I just came across a wonderful blog entry by Laurie Gold who provides book reviews for Publishers Weekly called “The Painful Side of Reviewing.” In it, Gold reveals that the painful side of writing a negative book review isn’t having to read a bad book. Rather, it’s having to hurt an author’s (and a publisher’s) feelings.
Yes, Laurie, you’re right. Authors (like all of us) have fragile egos and would rather be praised than criticized. And yet … the one thing that authors like even better than to have their egos stoked is to have Publishers Weekly — or any influential print or online media outlet — acknowledge their books with reviews.
Negative criticism can hurt an author’s feelings, indeed. But any author who’s granted the book promotion opportunity that a book review, good or bad, provides is far less hurt than the majority of authors out there whose books stand little, or no, chance of garnering major book reviews.
Any book review is probably better than no book review at all, just as — to paraphrase the old saying — any book promotion is good book promotion.
Just a slight correction to your summary of my blog entry.

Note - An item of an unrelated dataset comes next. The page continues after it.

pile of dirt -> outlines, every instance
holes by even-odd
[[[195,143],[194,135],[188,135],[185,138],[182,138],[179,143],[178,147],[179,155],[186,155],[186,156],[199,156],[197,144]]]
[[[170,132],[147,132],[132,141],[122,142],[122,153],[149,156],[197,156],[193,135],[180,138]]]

Here’s what I actually wrote: The most painful side to reviewing isn’t reading a crappy book. It’s reading a book by an author you enjoy, taking issue with a big component of said book, and having to write a negative review.
I have run into that same problem before and find that I focus more on what I did like and what I’ve liked about previous books and keep the “negative” to a minimum amount of words. For one book, I posted just a summary of book and author and didn’t post my opinion.